Earlier this year, there were expectations that McCain and House telecommunications subcommittee Chairman Billy Tauzin (R-La.) would sponsor bills to expand and toughen federal pre-emption of antenna siting moratoria. But both lawmakers pulled back, following opposition from citizen’s groups, and left it to the FCC to address the issue.

Today, scores of antenna moratoria are thwarting the buildout of new personal communications services systems and the expansion of existing cellular telephone networks.

Knowing this and the fact that Senate Commerce Committee Chairman John McCain (D-Ariz.) favors industry over NIMBYs (not in my back yarders), Leahy and Jeffords are expected to try to avoid McCain’s panel and attach the bill-as an amendment-to another piece of legislation.

A grassroots effort in Vermont to oppose federal regulation of antenna siting was spearhead by Dale and Janet Newton. The couple, among other things, pulled out full-page ads in the Barre-Mont Pelier newspaper of central Vermont to protest the construction of antennas.

“The largest part of our economy is tourism and people don’t want to come to Vermont to see towers all over Vermont,” said Janet Newton.

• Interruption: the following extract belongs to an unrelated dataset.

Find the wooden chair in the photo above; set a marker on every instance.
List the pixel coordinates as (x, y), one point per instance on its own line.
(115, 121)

She said the health-related restrictions in the antenna siting provision were interpreted so strictly at local zoning meetings that it amounted “to a gag order.”

Cathy Bergman-Venezia, head of The EMR Alliance (a New York City-based watchdog group concerned with possible health effects from power lines and communications transmitters), said Leahy “has demonstrated the Vermont public has no intention of becoming a victim of the wireless industry’s race to unplug America.”